Si de nombreuses traditions hermétiques (inspirées d’Hermès Trismegiste, trois fois grand, Hermès à l’origine du mot Hermétique) se sont encore revendiquées de Pythagore pour expliquer le monde, la démarche scientifique a également fait son apparition. Des théoriciens comme Zarlino ou Vincenzo Gallilei se sont mis à étudier de manière beaucoup plus rationnelle la musique et ses principes théoriques. Ces premiers scientifiques de la musique sont forcés de constater, même s’i
ls refusent encore de l’admettre, que la musique obéit à d’autres lois physiques (on les voit modifier leurs observations pour les faire coïncider avec la théorie de la musique). Le fossé entre musique et science va se creuser de plus en plus malgré les tentatives d’astronomes comme Kepler d’encore relier les deux disciplines (avec des moyens fort douteux).


 

Les sphères de Kepler

Harmonie des Sphères selon Kepler


 

S’il ne fait aucun doute qu’un Jean-Sébastien Bach sera l’un des derniers compositeurs opérant la fusion entre la musique et la science, le Siècle des Lumières trouvera d’autres fonctions à l’art, moins scientifiques et sans doute plus affectives liées aux mouvements de l’âme (le Sturm und Drang, par exemple). Mais la conséquence de l’évolution des sciences se fait surtout sentir avec les romantiques qui, au fur et à mesure des découvertes de taille, revoient complètement leur vision du monde et leur notion de divinité. Ils se concentrent de plus en plus sur l’homme. La musique devient alors l’expression de l’homme, de ses affects et de ses passions qu’il cherche à situer au sein du monde. Le destin tragique de l’homme s’impose dans sa dimension mortifère et tout est mis en œuvre pour chercher une « échappatoire ». Le XIXème siècle ne voit donc plus la musique comme une discipline scientifique, mais comme le moyen de dire l’indicible et d’exprimer tant les angoisses que les issues. Il ne s’agit plus désormais de représenter le monde par la musique, mais d’exprimer l’homme dans sa quête initiatique universelle. L’homme devient alors le centre des préoccupations et le Grand Thème, s’il n’est pas tout à fait oublié (car il peut, dans une certaine mesure être une solution pour l’homme), est devenu surtout l’apanage des scientifiques.  

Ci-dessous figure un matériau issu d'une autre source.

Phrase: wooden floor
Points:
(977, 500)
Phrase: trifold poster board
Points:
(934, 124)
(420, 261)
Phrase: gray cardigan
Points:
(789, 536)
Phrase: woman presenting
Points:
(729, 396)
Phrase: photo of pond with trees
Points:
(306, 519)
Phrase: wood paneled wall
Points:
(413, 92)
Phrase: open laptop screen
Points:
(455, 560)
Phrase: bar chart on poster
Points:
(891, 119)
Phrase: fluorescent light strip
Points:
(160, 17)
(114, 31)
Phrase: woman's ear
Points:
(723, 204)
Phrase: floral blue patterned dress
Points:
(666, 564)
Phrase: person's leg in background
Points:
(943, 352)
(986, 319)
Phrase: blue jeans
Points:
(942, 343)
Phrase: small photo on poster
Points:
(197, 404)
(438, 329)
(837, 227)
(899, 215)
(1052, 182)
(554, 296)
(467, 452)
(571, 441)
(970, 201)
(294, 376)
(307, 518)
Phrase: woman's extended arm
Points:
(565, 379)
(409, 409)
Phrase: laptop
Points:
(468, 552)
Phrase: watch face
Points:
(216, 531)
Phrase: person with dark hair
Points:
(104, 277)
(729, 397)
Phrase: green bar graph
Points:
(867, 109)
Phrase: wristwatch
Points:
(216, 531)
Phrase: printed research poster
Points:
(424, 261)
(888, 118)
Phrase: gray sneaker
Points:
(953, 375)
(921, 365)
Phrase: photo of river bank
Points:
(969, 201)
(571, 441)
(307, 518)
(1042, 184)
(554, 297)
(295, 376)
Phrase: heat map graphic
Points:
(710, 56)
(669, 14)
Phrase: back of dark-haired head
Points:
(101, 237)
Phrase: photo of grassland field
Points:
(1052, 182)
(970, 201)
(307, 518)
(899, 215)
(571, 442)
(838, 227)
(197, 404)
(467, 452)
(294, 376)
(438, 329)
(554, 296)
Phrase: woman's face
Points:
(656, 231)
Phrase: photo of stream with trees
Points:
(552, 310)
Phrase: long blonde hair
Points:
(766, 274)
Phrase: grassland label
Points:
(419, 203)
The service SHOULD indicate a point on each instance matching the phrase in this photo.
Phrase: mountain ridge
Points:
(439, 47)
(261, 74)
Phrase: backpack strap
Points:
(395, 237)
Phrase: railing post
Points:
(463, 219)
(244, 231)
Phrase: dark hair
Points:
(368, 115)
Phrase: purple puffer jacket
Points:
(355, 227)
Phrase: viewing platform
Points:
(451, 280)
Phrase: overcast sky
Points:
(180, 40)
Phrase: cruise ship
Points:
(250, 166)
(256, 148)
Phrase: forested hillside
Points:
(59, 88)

Est-ce que cela revient à affirmer que Beethoven ne se préoccupe plus de l’univers ? Bien sur que non, mais désormais, c’est l’homme qui doit se situer face à lui et plus simplement se le représenter. C’est la perspective humaine qui prime. D’aucuns considéreront cette démarche comme une décadence des idées, mais ce n’est pas le cas. C’est, au contraire, la preuve de la vitalité de l’homme et de sa capacité à discerner les disciplines de manière plus objectives et à les utiliser pour ce qu’elles sont capables de dire. En fait, la séparation entre les sciences et l’art n’est qu’apparente. Tous les artistes trouveront le dénominateur commun entre ce qu’ils sont et la vision de l’univers de leur époque. 

Et lorsque le Grand Thème sera revu complètement par la science moderne, les artistes en seront des témoins privilégiés. Ils tendront, eux aussi, à ce que leur art soit le reflet de leur temps, comme toujours d’ailleurs. Est-ce à dire que musique et science se retrouvent enfin comme semble l’affirmer certains ? Non, impossible, vu la complexité des disciplines scientifiques, de concevoir une musique qui en serait l’expression juste. Une telle réunion ne pourrait procéder que d’un recul ésotérique qui n’est pas prêt de se produire. Et pourtant, dans les musiques mathématiques de Xenakis, dans les explorations spatiales et temporelles de Ligeti et même dans les balanciers tintinabulants d’Arvo Pärt, on pressent quelque chose de cet univers qui nous enveloppe et nous fait vivre et mourir. C’est bien là que se trouve, encore et toujours, le Grand thème dans toute sa splendeur. Il a juste changé ses applications.


 


 


Pour approfondir cet aspect des choses, je vous propose la lecture d’un ouvrage consacré à ce vaste sujet. « La Musique des Sphères » de Jamie James aux Editions du Rocher est écrit dans un langage assez accessible, il permet de voir comment les sciences et la musique, issus d’un tronc commun de la culture, se sont dissociés au cours du temps et comment, peut-être, ils pourront se retrouver en une alchimie moderne.